Over the past few years, institutional digital repositories and more broad-based digital “commons” have proliferated. Many are found at universities (Brown now has one) and sites such as Zenodo and Humanities Commons. Such platforms serve two purposes. First, they provide a (relatively) stable environment that can preserve digital data. Second, they serve as a digital repository through which scholars can make their work freely accessible to others. While it is this latter potential that has largely attracted scholarly attention and enthusiasm (Sarah Bond recently argued that depositing one’s work in a “commons” is far preferable to putting it on academia.edu, a for-profit entity), I have been thinking lately more about the issue of preservation and specifically how it relates to the modern creation of scholarly and artistic works.
The underlying problem is a simple one: most scholarly and creative work today is done digitally. My own file cabinets are almost empty now and are largely uninteresting; my Dropbox folder, on the other hand, is a teeming, semi-organized mess of notes, manuscripts, drafts, correspondence (although most of that is in my email account), grant applications, and the like. Now, I like to muck around in scholarly archives and to read biographies of scholars that are based on such archives. And while I can’t imagine that anyone will be interested in my particular files, I wonder about the archives of scholars and artists who led genuinely creative and interesting lives. What happens to that part of their literary legacy that remains alive only in digital form?
Lest my concern be taken as mere narcissistic rumbling (scholars worried about the unfinished work of other scholars? Who cares?), let me offer a more pointed example. I have had occasion recently to have a series of discussions with archaeologists about their process of publication. Archaeological excavations generate reams of data. Locations of walls and strata changes need to be carefully noted and objects – especially the often enormous quantity of pottery sherds – each need to be carefully logged and catalogued. Pictures are taken. In the past, these records were kept in field notebooks and other written forms. At the end of an excavation, a final report is produced. The data upon which that report was produced were, ideally, filed away in a personal or institutional archive.
As with any scientific data, archaeological data are valuable.

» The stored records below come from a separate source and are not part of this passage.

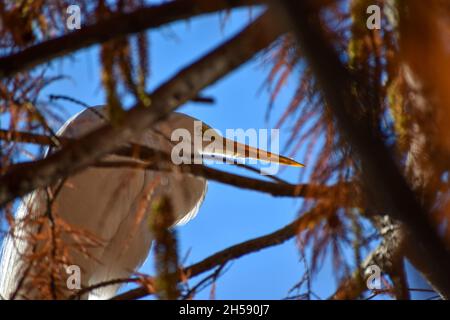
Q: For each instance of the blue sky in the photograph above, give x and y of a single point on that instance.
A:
(228, 215)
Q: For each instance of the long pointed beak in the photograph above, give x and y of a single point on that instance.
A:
(247, 152)
(238, 150)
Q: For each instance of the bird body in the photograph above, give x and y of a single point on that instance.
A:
(106, 202)
(111, 203)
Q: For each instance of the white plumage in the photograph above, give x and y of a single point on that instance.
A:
(105, 201)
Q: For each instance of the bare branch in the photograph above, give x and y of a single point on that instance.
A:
(115, 27)
(185, 85)
(234, 252)
(386, 185)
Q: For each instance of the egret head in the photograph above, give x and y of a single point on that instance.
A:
(192, 137)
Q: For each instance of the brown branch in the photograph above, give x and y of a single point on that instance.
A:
(185, 85)
(386, 256)
(385, 184)
(114, 27)
(234, 252)
(155, 160)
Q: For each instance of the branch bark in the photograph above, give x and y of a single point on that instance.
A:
(161, 162)
(234, 252)
(386, 185)
(185, 85)
(115, 27)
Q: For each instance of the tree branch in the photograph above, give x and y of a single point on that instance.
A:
(115, 27)
(185, 85)
(386, 185)
(234, 252)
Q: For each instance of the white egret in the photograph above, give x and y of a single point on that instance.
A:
(105, 201)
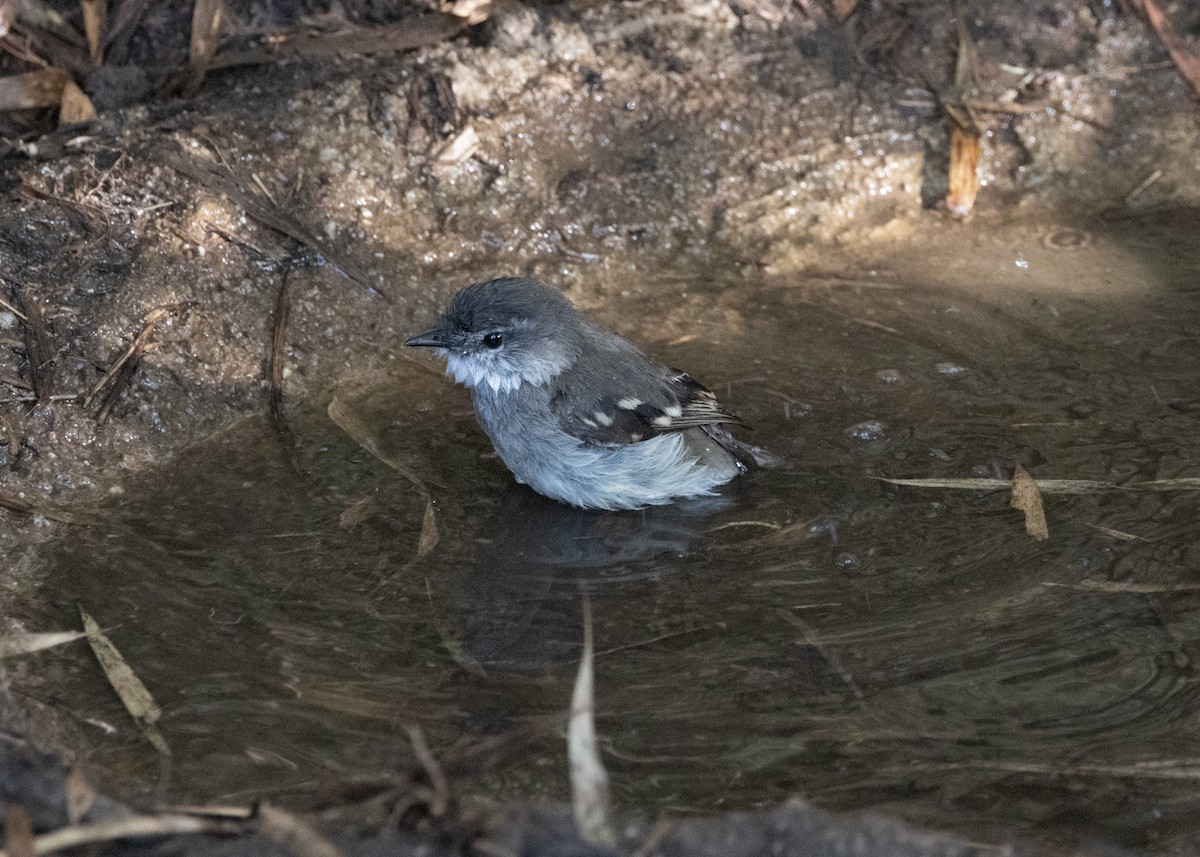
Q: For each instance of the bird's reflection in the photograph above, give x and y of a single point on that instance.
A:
(522, 609)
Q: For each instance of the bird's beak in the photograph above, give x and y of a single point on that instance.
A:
(435, 339)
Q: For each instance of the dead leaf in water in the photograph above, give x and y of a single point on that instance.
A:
(133, 694)
(589, 780)
(354, 514)
(1027, 498)
(24, 643)
(430, 535)
(294, 834)
(348, 421)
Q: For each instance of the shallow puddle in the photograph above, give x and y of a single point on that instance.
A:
(820, 631)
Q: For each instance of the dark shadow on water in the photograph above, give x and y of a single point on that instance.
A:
(522, 607)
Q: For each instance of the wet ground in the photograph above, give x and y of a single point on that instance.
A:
(820, 631)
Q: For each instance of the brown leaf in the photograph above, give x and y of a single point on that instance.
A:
(430, 535)
(18, 832)
(207, 17)
(42, 88)
(81, 797)
(841, 9)
(1027, 498)
(1185, 60)
(965, 154)
(76, 106)
(137, 700)
(95, 17)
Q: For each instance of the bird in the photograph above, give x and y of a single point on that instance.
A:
(576, 412)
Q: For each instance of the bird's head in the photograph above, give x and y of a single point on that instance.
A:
(505, 333)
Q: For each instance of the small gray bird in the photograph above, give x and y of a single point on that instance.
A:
(577, 413)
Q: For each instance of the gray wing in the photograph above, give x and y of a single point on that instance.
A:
(617, 395)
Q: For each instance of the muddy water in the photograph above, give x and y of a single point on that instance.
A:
(819, 631)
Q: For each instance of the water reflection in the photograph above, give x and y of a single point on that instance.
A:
(521, 610)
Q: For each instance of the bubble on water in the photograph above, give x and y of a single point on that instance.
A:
(868, 431)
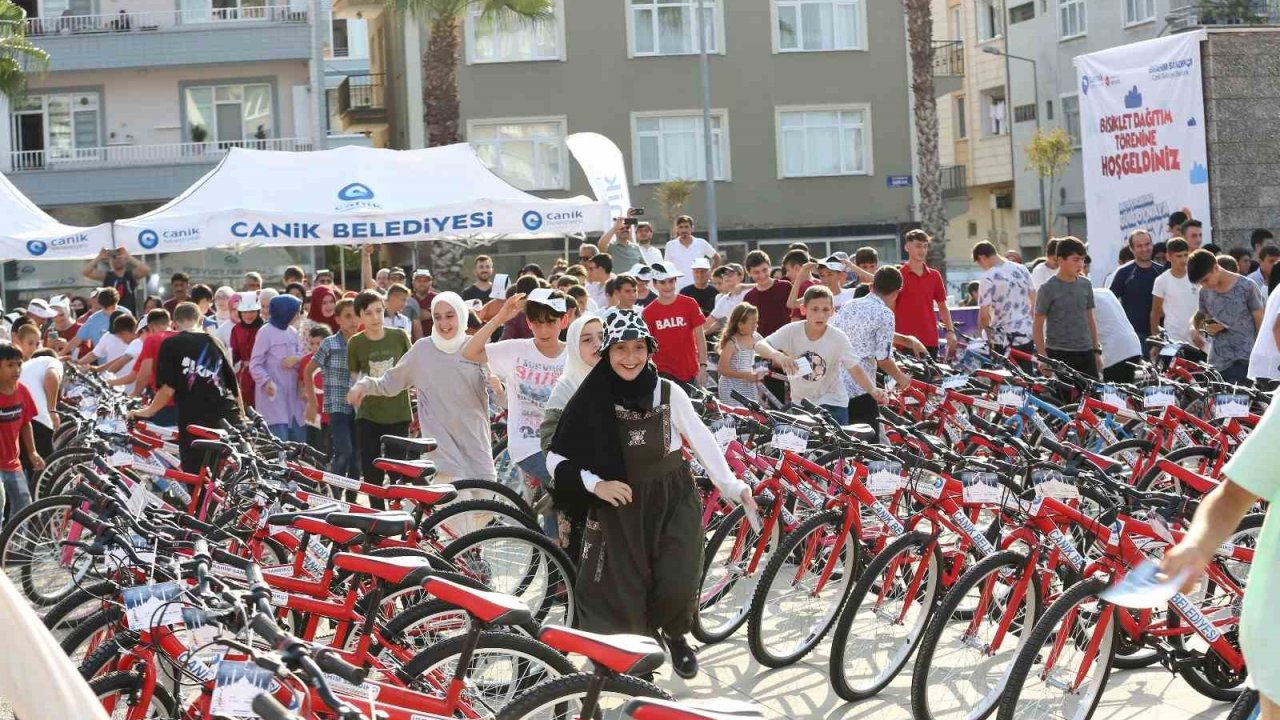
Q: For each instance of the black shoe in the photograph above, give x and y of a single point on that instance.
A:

Other archaeologists use them to test the reconstructions and hypotheses. Later archaeologists frequently want to ask new questions of the older data. Since archaeology is by nature destructive, often all that remains of a site is whatever previous archaeologists chose to note.
Today, nearly all archaeological recording is done electronically. There is no single way that archaeologists do this recording. Some use off-the-shelf proprietary databases, others might create their own data managements systems. In any case, when the final report is completed and the excavation is wrapped up, all of that data goes… well, where exactly?
Unlike scientists, many archaeologists and humanists have not thought very hard about the preservation of digital data. Scientists routinely deposit their raw data in institutional repositories and are called upon to articulate their digital data management and preservation plan on many grant applications. The paths open to others are less clear.
Digital platforms offer many opportunities for archaeologists and other scholars who wish to more fully document their work. An archaeological report, for example, can be published online and linked with all of this raw data. A literary work can be linked to previous drafts. There are many fascinating attempts in the digital humanities to make the data and process behind completed works more transparent. Such projects, however, generally involve a significant investment of resources. It may be ideal but remains unrealistic to expect that every scholarly product will be disseminated with links to the raw data and process from which it emerged.
It is with cases like scholarly archives and archaeological data that institutional digital depositories and digital commons provide a simple and inexpensive solution. Upon completion of a project (or a career) the entire archive of data can be converted to an accessible format (e.g., XML); bundled together with more or less organization; and then deposited. Each deposit receives a library (MARC) record, which makes it visible to the entire web (especially if the repository is part of the OCLC). One could imagine cases where someone might want to embargo these archives for a time (easy enough to do) but ordinarily such data would then be easy to locate and freely accessible.
The most involved part of this process would be conversion of data into a standard, open format such as XML. Most common proprietary programs (e.g., Microsoft Word), however, already have this capability. In other cases, the software that would perform this transformation is relatively easy and inexpensive to produce. The advantage of this conversion is that keeping the data in a simple, open access format allows future users to reconvert the data to whatever format they find most useful rather than forcing them to find the same proprietary program compatible with older data. The whole conversion process might take a few hours; the final step, for example, of wrapping up an excavation report. Scholars might bundle the XML folder of their work with their email and, voila, an archive is produced.
At worst, such a digital work would sit unaccessed and unused – hardly a unique situation for scholarly works or archives. Yet the costs, in time, money, and digital storage, are low (and continue to drop). It is time to think about digital preservation as a staple of our “best practices.”